Scaling Laws for Upcycling Mixture-of-Experts Language Models
Seng Pei Liew, Takuya Kato, Sho Takase

TL;DR
This paper investigates how to efficiently upcycle large language models into mixture-of-experts models, revealing empirical scaling laws and interaction effects that inform optimal training strategies under resource constraints.
Contribution
It introduces new empirical scaling laws for upcycling LLMs to MoE models and analyzes the interaction between dataset size and model configuration affecting efficiency.
Findings
Scaling laws describe performance dependence on dataset size and model configuration.
Interaction between dense and upcycled datasets limits efficiency at large budgets.

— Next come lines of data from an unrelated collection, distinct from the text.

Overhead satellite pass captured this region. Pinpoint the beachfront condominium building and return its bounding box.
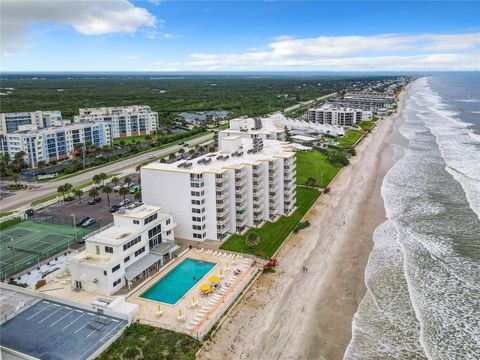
[74,105,159,139]
[219,117,286,141]
[0,122,112,167]
[67,205,178,295]
[0,111,62,134]
[141,135,296,242]
[308,105,373,126]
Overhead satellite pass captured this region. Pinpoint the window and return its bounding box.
[148,224,162,239]
[145,213,157,225]
[135,246,145,257]
[123,236,142,251]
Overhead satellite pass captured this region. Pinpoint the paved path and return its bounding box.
[0,133,213,211]
[283,92,337,113]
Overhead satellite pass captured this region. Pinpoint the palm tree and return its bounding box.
[118,187,128,202]
[92,174,102,185]
[11,173,20,188]
[133,191,142,201]
[88,188,98,201]
[98,173,108,186]
[57,185,65,200]
[73,189,83,202]
[102,185,113,206]
[63,183,73,198]
[247,232,260,249]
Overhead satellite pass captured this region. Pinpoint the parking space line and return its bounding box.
[50,310,73,327]
[62,310,85,330]
[27,304,52,320]
[74,321,88,334]
[38,306,62,324]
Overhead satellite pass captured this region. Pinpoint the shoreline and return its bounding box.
[198,89,406,360]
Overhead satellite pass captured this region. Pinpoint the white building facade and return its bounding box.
[0,111,62,134]
[0,122,112,167]
[67,205,178,295]
[141,135,296,242]
[308,105,373,126]
[74,105,159,139]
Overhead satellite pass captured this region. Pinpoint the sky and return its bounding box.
[0,0,480,72]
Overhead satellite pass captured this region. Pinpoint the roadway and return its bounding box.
[283,92,337,113]
[0,132,213,211]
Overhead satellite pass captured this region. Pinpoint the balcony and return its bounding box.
[217,191,228,200]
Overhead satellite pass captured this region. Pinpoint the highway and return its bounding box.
[0,132,213,211]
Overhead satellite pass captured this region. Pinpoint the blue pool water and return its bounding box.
[140,259,215,305]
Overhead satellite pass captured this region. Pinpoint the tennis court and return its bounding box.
[0,220,89,278]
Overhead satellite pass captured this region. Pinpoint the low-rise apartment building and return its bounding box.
[0,111,62,134]
[0,122,112,167]
[67,205,178,295]
[219,117,286,141]
[141,136,296,242]
[308,105,373,126]
[74,105,159,139]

Guidelines for effective upcycling outperforming from-scratch training within resource limits.
Abstract
Pretraining large language models (LLMs) is resource-intensive, often requiring months of training time even with high-end GPU clusters. There are two approaches of mitigating such computational demands: reusing smaller models to train larger ones (upcycling), and training computationally efficient models like mixture-of-experts (MoE). In this paper, we study the upcycling of LLMs to MoE models, of which the scaling behavior remains underexplored. Through extensive experiments, we identify empirical scaling laws that describe how performance depends on dataset size and model configuration. Particularly, we show that, while scaling these factors improves performance, there is a novel interaction term between the dense and upcycled training dataset that limits the efficiency of upcycling at large computational budgets. Based on these findings, we provide guidance to scale upcycling, and…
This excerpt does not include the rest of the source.